As he spoke of the Transfiguration – a feast day formerly more celebrated among the Christians of the East but gaining much in importance also in the Latin Church of late years, though Rome had not yet established a date for it – something tugged at my mind, something heard or witnessed, something quite recent. But it eluded me and Stefanos's next piece of news distracted me from it: old Glycas had died, his monumental task of proving the existence of Sicilian kings in remote antiquity still uncompleted. "He died as he lived," Stefanos said. "Pen in hand, at his writing table, between one phrase and the next."
"So the work will be abandoned. If such a scholar as he, after so many years…"
"Abandoned?" He surveyed me across the table, the usual gleam of irony in his brown eyes. "There is another already appointed to continue the work. It is just this continuing that matters most to our King Roger. So long as the search continues, the thing sought for can be said to exist.
If it did not exist, it would not be sought for."
I had my doubts of this on the plane of logic, except in the negative formulation that it could not be said not to exist. But I knew better than to take him up on it; he was subtle and quick-witted in argument like many Greeks, and very tenacious for so mild a man; an issue of this sort could occupy the rest of the evening, and I was likely to have the worst of it. "Well," I said, "however that may be, to abandon the quest is to admit defeat and so our good King is right to continue in it."

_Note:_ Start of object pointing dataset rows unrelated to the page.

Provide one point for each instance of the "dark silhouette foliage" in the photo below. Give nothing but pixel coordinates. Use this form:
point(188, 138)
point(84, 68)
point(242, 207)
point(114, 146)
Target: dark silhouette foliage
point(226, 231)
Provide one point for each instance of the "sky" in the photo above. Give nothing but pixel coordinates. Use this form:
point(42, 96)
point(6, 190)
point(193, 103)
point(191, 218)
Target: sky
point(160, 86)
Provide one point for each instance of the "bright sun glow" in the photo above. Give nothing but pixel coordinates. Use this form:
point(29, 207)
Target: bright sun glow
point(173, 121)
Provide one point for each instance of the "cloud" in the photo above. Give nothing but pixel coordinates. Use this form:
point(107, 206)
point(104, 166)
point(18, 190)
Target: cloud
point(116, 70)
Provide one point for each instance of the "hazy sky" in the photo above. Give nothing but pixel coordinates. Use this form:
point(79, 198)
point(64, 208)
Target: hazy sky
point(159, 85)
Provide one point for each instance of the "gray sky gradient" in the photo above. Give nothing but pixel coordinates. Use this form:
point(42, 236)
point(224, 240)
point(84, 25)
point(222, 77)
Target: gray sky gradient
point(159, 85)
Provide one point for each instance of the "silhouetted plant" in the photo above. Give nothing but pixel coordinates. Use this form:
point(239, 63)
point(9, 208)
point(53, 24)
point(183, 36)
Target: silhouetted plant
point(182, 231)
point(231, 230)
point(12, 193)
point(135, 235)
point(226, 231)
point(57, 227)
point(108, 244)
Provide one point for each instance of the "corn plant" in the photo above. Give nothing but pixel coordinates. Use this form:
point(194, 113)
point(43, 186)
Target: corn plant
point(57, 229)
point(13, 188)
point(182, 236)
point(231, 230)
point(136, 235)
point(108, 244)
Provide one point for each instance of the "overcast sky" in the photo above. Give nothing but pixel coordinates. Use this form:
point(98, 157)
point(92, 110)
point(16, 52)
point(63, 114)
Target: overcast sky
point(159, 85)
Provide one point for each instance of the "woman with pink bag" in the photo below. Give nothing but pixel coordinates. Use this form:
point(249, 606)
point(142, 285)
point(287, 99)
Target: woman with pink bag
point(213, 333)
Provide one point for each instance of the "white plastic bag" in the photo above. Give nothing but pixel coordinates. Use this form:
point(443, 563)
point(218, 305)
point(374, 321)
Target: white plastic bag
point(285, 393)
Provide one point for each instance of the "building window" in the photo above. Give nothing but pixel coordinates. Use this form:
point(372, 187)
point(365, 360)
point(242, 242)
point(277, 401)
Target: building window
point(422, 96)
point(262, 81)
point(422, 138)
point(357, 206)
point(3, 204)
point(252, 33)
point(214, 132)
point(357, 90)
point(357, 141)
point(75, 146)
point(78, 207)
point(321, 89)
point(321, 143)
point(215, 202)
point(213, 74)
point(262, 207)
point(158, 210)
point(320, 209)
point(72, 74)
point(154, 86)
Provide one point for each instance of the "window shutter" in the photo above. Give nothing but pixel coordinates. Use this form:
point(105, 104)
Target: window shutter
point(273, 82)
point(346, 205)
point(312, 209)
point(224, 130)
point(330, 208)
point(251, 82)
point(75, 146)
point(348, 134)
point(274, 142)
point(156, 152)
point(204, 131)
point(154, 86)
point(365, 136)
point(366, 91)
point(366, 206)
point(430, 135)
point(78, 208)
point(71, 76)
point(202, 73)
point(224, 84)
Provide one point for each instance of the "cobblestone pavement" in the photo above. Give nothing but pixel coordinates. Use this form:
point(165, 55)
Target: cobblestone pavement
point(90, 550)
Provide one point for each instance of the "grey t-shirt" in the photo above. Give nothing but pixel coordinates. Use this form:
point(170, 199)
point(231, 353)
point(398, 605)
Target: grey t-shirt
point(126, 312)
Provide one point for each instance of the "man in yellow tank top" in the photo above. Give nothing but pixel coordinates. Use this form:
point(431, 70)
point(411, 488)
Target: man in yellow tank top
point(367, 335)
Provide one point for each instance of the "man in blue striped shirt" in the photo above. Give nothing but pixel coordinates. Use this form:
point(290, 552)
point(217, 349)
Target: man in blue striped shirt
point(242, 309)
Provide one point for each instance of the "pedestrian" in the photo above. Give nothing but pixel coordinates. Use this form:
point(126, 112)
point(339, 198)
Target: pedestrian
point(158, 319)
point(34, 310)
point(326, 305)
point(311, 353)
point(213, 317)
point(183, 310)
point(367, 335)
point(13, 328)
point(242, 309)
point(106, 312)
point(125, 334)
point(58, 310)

"There is something else you may not have heard, good news this time, a reprieve. That evening of the day you left Potenza word was brought to the King that the Serbs have risen in revolt against the Byzantine yoke.
They are supported by Hungarian mounted archers, who have crossed the border in what is said to be large numbers. Whatever the numbers, Manuel Comnenus will be forced to take action to quell the uprising, and by the time he restores order – if indeed he succeeds in doing so – winter will be upon us, the seas will be rough, all thoughts of invading Sicily will have to be abandoned, for this year at least."
"That is good news indeed." I thought of Lazar's face as I had last seen it, in the tavern at Bari, full of rage at being refused the expected payment. I remembered my self-contempt as I sat on there, after he had left. Whether this rebellion was his doing could not be known for certain. But he would claim the credit, there was little doubt of that.
And with the credit, the reward. Another journey for Thurstan the Pursebearer, more clinking of coin. But of course, if my hopes were realised I would be Thurstan the Pursebearer no longer… "Our work has borne fruit at last," I said.
There was a pause while I resisted Maria's urging to eat more of the pastries, her third or fourth attempt at this; I wanted to please her but had no space left in me even for a crumb.
Stefanos passed the wine. "There is not much else to hearten us in recent events," he said. "This failure of the crusade has brought much harm in its wake. Conrad Hohenstaufen, who calls himself the Emperor of the Romans and claims title to Italy, cut an execrable figure, having lost his entire army and only saved his own skin by fleeing the field.